Thompson’s core criticism of Medicare for All is that it would require individuals who currently have private insurance to change plans. As Matt Bruenig of People’s Policy Project persuasively explains, there is no reason to be concerned by this criticism. First, people with private insurance change insurance coverage constantly. As Bruenig reminds us, “Twenty million people were fired or laid off last year from jobs and another forty million quit or separated from their job for another reason…If we assume half of these job separators had employer-provided healthcare, then that means the current system of employer-provided health insurance pushes 150 million people off their employer-provided health insurance every 5 years.” So much for stability!

Secondly, all Americans will eventually switch to Medicare anyway, so why would they care if they switched tomorrow instead of at age 65. If anything, this would minimize the chances that their employer would force them to switch insurance plans arbitrarily in the decades prior to retirement.

Finally, millions of Americans switch from private insurance coverage to Medicare every year when they turn 65. You do not hear cries of dismay with this transition because the vast majority of retirees appreciate having guaranteed universal coverage for the rest of their lives. Polls show that Americans with VA or Medicare coverage have the highest satisfaction with their insurance coverage.

Again, a true single payer plan is a stronger policy than half-hearted reforms: it will reduce the amount of health insurance churn that Americans experience. As a 29 year old who has switched health insurance (and consequently switched between networks of doctors and hospitals) five times in the last seven years, I can attest that this is a real benefit and a superior policy.

The Missing Arguments

As someone who regularly canvasses neighborhoods to build support for Medicare for All, I believe there are two final benefits to Single Payer that Thompson ignores. First, it is a simple plan, easy to understand and easy to explain. As I tell Wisconsinites on their doorsteps every month, “A full fledged Single Payer (or Medicare for All) bill would lower the age of enrollment of Medicare from 65 to 0; all residents of the United States would be covered for life; coverage would be comprehensive, including long-term care, dental, and reproductive care; copays, bills, and deductibles would be eliminated; and we would pay for it together, as a society, through progressive taxation.”

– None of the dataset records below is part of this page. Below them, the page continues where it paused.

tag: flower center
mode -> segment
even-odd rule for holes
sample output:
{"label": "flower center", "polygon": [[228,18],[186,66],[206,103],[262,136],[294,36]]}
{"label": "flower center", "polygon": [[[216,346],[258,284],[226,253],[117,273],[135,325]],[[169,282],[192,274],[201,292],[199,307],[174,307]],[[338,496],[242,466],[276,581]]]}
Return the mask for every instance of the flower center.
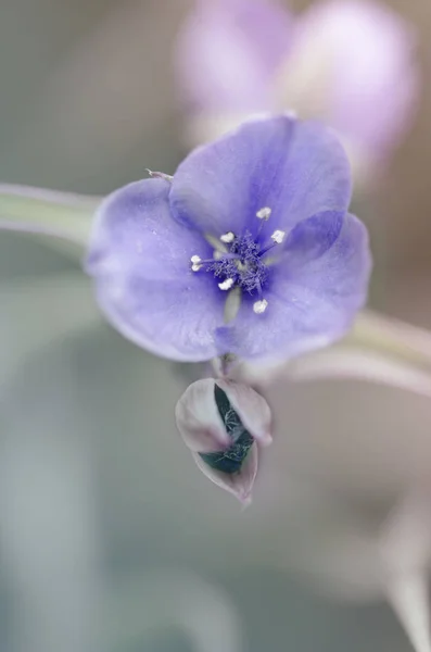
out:
{"label": "flower center", "polygon": [[264,222],[270,216],[271,210],[264,206],[256,213],[261,220],[261,225],[256,237],[253,238],[250,231],[242,236],[237,236],[232,231],[223,234],[219,238],[220,243],[214,251],[214,258],[202,260],[199,255],[193,255],[191,268],[193,272],[211,272],[215,278],[219,279],[218,287],[221,291],[240,288],[256,296],[253,310],[256,314],[265,312],[268,302],[263,297],[263,288],[268,278],[268,262],[264,260],[265,254],[272,247],[281,243],[284,239],[284,231],[276,230],[271,235],[271,242],[261,246],[257,241]]}

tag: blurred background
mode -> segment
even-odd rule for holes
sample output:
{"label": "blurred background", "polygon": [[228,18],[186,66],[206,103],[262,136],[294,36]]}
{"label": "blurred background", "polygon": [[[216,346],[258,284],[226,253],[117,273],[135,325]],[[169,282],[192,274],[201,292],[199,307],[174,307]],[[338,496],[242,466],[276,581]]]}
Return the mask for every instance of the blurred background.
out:
{"label": "blurred background", "polygon": [[[422,88],[367,200],[371,302],[431,328],[431,7],[388,5],[418,30]],[[1,180],[104,195],[147,167],[173,174],[187,153],[174,43],[191,7],[2,0]],[[241,512],[176,432],[193,369],[110,329],[74,261],[2,234],[0,304],[2,652],[410,649],[375,531],[428,473],[429,399],[272,388],[276,441]]]}

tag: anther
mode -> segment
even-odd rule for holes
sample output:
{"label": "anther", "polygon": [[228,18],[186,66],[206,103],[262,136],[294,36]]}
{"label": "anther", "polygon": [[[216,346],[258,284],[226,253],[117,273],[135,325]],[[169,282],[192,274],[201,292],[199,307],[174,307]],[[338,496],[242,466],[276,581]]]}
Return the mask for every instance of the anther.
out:
{"label": "anther", "polygon": [[262,313],[266,311],[267,306],[268,302],[266,299],[261,299],[259,301],[255,301],[253,303],[253,310],[256,313],[256,315],[262,315]]}
{"label": "anther", "polygon": [[233,278],[227,278],[223,283],[219,283],[218,287],[220,288],[220,290],[230,290],[232,285],[233,285]]}
{"label": "anther", "polygon": [[192,255],[190,262],[193,272],[199,272],[202,267],[202,259],[199,255]]}
{"label": "anther", "polygon": [[284,231],[275,230],[274,234],[271,235],[271,240],[274,240],[274,242],[276,244],[281,244],[281,242],[284,240],[284,236],[286,236]]}
{"label": "anther", "polygon": [[174,177],[170,176],[170,174],[165,174],[164,172],[153,172],[152,170],[149,170],[148,167],[145,167],[145,172],[148,172],[152,178],[165,179],[165,181],[172,181],[174,179]]}
{"label": "anther", "polygon": [[271,212],[272,211],[269,206],[264,206],[263,209],[257,211],[256,217],[258,217],[259,220],[269,220]]}

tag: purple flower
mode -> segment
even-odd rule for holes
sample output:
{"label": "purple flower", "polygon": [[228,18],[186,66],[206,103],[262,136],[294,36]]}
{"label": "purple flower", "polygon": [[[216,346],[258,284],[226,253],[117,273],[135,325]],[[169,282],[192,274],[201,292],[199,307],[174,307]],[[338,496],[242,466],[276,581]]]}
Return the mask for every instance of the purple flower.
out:
{"label": "purple flower", "polygon": [[189,136],[294,110],[335,128],[359,178],[370,176],[411,123],[415,48],[411,26],[371,0],[318,2],[295,18],[275,0],[198,0],[176,52]]}
{"label": "purple flower", "polygon": [[187,388],[175,416],[203,474],[248,504],[257,473],[257,444],[272,441],[265,399],[245,385],[205,378]]}
{"label": "purple flower", "polygon": [[197,149],[174,177],[102,203],[88,271],[111,323],[182,361],[284,359],[341,337],[366,300],[364,225],[325,127],[262,118]]}

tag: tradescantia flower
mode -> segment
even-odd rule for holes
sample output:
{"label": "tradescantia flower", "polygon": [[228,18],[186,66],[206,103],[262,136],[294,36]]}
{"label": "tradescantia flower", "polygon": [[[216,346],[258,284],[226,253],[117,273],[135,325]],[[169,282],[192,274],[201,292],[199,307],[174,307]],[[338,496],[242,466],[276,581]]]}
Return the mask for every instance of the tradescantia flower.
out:
{"label": "tradescantia flower", "polygon": [[175,416],[204,475],[241,502],[250,502],[257,473],[257,446],[272,441],[265,399],[246,385],[205,378],[187,388]]}
{"label": "tradescantia flower", "polygon": [[283,359],[341,337],[370,272],[337,137],[281,115],[132,183],[97,214],[88,271],[110,322],[162,356]]}
{"label": "tradescantia flower", "polygon": [[416,40],[373,0],[320,1],[297,16],[277,0],[195,0],[175,58],[189,137],[202,142],[256,111],[294,110],[337,129],[357,178],[369,178],[411,124]]}

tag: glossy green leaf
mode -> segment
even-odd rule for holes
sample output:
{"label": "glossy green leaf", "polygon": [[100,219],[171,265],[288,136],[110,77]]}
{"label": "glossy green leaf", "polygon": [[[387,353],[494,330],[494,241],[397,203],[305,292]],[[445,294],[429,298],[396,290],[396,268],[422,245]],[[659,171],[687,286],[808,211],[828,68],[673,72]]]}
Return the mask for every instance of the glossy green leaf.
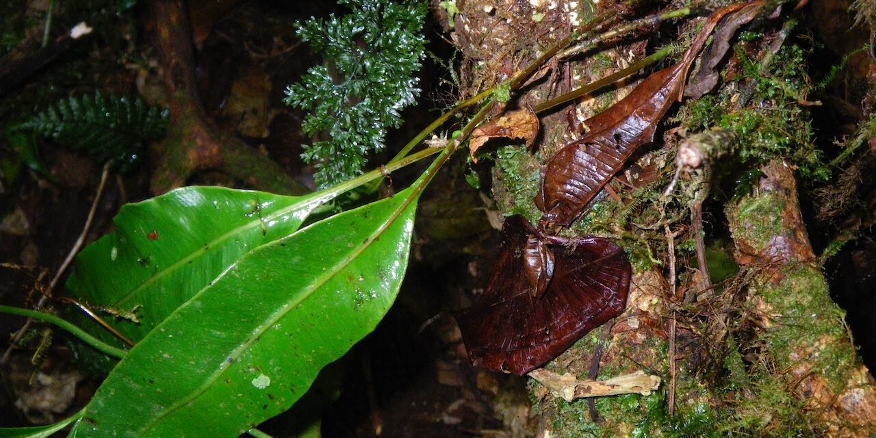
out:
{"label": "glossy green leaf", "polygon": [[[80,254],[67,286],[91,306],[136,310],[139,323],[110,321],[138,341],[244,254],[293,233],[335,194],[188,187],[127,204],[114,218],[117,230]],[[91,321],[81,324],[104,332]]]}
{"label": "glossy green leaf", "polygon": [[82,417],[82,411],[54,424],[37,426],[35,427],[5,427],[0,428],[0,438],[46,438],[67,427],[70,423]]}
{"label": "glossy green leaf", "polygon": [[288,409],[395,299],[413,190],[247,253],[138,343],[70,436],[231,437]]}

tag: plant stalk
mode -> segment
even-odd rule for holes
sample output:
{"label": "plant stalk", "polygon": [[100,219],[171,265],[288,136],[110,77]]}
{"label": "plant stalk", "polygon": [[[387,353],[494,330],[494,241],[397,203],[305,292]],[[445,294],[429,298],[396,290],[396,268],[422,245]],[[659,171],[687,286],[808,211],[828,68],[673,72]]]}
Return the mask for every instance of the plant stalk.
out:
{"label": "plant stalk", "polygon": [[127,351],[121,349],[117,349],[116,347],[107,344],[102,341],[97,339],[96,337],[88,335],[88,333],[85,332],[85,330],[76,327],[73,323],[65,321],[61,318],[59,318],[53,314],[46,314],[44,312],[38,312],[36,310],[31,310],[27,308],[13,307],[11,306],[0,306],[0,313],[17,314],[18,316],[25,316],[27,318],[31,318],[33,320],[39,320],[44,322],[53,324],[60,328],[63,328],[70,332],[71,335],[81,339],[82,342],[88,343],[88,345],[91,345],[97,350],[102,353],[106,353],[107,355],[112,356],[113,357],[118,357],[119,359],[122,359],[128,354]]}

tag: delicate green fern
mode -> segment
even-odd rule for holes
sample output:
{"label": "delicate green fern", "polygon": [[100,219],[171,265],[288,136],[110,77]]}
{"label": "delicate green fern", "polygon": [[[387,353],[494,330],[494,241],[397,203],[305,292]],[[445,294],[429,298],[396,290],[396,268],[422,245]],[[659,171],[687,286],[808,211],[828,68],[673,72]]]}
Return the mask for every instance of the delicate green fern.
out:
{"label": "delicate green fern", "polygon": [[125,169],[138,160],[145,142],[164,135],[168,114],[139,98],[95,93],[61,99],[13,131],[49,137]]}
{"label": "delicate green fern", "polygon": [[330,140],[305,146],[320,187],[360,173],[365,155],[384,148],[388,128],[401,124],[399,111],[420,89],[413,77],[420,67],[427,4],[420,0],[339,0],[352,13],[328,21],[311,18],[298,34],[326,64],[311,68],[286,88],[286,103],[308,111],[302,129]]}

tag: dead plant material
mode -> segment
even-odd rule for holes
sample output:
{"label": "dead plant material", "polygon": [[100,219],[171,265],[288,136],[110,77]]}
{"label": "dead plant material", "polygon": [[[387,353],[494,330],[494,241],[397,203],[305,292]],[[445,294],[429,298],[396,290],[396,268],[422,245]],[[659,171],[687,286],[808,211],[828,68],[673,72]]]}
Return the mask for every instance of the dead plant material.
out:
{"label": "dead plant material", "polygon": [[532,148],[538,135],[539,117],[535,116],[532,108],[512,111],[489,124],[478,126],[471,132],[471,139],[469,140],[471,160],[477,162],[476,156],[477,151],[491,138],[522,139],[526,142],[526,147]]}
{"label": "dead plant material", "polygon": [[307,190],[266,155],[222,132],[204,110],[194,79],[192,32],[180,0],[152,2],[156,49],[170,95],[171,123],[152,190],[161,194],[181,186],[197,172],[218,170],[250,187],[301,194]]}
{"label": "dead plant material", "polygon": [[660,387],[657,376],[636,371],[606,380],[577,380],[571,374],[557,374],[548,370],[535,370],[529,377],[550,390],[555,397],[568,402],[585,397],[605,397],[621,394],[651,395]]}
{"label": "dead plant material", "polygon": [[721,29],[715,32],[712,44],[703,51],[700,60],[700,69],[688,82],[684,90],[685,96],[699,99],[717,85],[717,80],[720,76],[717,65],[727,54],[731,39],[733,38],[739,27],[750,23],[757,17],[763,8],[763,4],[761,2],[750,3],[739,11],[727,16]]}

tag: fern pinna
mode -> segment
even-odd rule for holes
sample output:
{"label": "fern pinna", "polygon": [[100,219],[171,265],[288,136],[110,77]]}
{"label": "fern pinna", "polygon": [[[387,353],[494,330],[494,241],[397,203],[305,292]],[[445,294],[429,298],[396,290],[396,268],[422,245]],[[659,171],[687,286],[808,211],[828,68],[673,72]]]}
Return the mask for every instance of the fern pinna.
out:
{"label": "fern pinna", "polygon": [[126,170],[138,159],[144,143],[164,135],[168,116],[140,98],[96,92],[61,99],[14,129],[51,138]]}

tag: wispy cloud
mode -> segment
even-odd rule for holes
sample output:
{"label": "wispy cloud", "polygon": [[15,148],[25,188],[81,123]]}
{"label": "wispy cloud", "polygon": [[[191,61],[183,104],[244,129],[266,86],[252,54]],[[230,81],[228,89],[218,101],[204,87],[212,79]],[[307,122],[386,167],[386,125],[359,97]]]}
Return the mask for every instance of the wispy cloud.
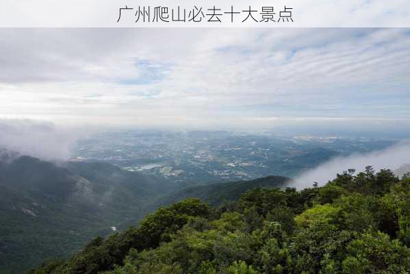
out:
{"label": "wispy cloud", "polygon": [[410,118],[407,29],[0,34],[3,116],[144,125],[223,121],[245,127],[253,120],[271,127],[300,117]]}

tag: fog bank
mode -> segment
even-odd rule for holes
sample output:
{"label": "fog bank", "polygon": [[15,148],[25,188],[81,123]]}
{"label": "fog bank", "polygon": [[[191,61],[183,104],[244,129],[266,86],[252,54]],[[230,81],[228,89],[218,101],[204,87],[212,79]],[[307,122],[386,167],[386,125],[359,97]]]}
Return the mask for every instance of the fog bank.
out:
{"label": "fog bank", "polygon": [[77,140],[88,133],[47,121],[0,118],[0,149],[43,160],[66,160]]}
{"label": "fog bank", "polygon": [[348,169],[356,169],[356,173],[363,171],[366,166],[372,166],[375,171],[381,169],[394,171],[408,163],[410,163],[410,142],[401,142],[377,151],[333,158],[301,173],[295,179],[295,185],[292,186],[298,189],[311,187],[315,182],[323,186],[334,179],[337,173],[340,174]]}

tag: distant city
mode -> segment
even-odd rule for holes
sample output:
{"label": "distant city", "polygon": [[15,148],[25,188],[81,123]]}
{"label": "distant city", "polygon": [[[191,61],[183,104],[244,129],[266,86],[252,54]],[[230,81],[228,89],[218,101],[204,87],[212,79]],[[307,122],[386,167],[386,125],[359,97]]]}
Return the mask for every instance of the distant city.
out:
{"label": "distant city", "polygon": [[78,142],[75,161],[102,161],[183,184],[294,177],[329,159],[391,145],[392,140],[223,131],[120,130]]}

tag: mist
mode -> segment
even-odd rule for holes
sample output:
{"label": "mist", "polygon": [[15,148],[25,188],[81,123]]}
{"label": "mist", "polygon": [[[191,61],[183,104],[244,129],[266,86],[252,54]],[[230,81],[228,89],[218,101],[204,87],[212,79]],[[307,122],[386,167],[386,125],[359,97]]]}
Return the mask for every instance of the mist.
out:
{"label": "mist", "polygon": [[71,156],[79,138],[90,132],[42,121],[0,119],[0,149],[46,160]]}
{"label": "mist", "polygon": [[356,173],[364,171],[366,166],[372,166],[375,171],[389,169],[395,171],[410,163],[410,142],[400,142],[385,149],[366,153],[355,153],[347,157],[337,157],[316,169],[304,172],[296,177],[294,185],[298,189],[311,187],[316,182],[323,186],[328,181],[348,169],[356,169]]}

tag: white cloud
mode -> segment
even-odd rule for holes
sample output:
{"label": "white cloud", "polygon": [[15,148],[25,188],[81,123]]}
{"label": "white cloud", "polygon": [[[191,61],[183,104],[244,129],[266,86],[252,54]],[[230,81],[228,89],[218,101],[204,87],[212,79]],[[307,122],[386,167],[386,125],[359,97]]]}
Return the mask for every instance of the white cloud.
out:
{"label": "white cloud", "polygon": [[2,116],[245,127],[300,117],[410,118],[407,29],[3,29],[0,34]]}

Secondly, and most importantly, it is a moral argument. Medicare for All should exist because it is wrong to let the sick suffer when they could be treated, it is wrong to tax those who are ill and vulnerable (what else is a copay, if not a tax on the sick?), and it is wrong to expose our neighbors to insecurity and fear about their health insurance coverage on an annual basis. In a society as wealthy as ours, we can and should provide health care to everyone – and we should do so without inspecting each citizen’s wallet first.

Expanded and Improved Medicare for All (or Single Payer) is a superior policy, able to actual provide universal coverage, minimize bureaucracy, and reduce wasteful spending. But it is also better politics. It improves peoples lives, it gives them security and a direct material benefit, it reduces the hassle and bureaucracy that builds cynicism in citizens, and it offers the potential to direct political action along morally persuasive grounds.

Mark Kelly is a 4th year medical student at the University of Wisconsin and co-chair of Democratic Socialists America – Madison’s Medicare for All Working Group.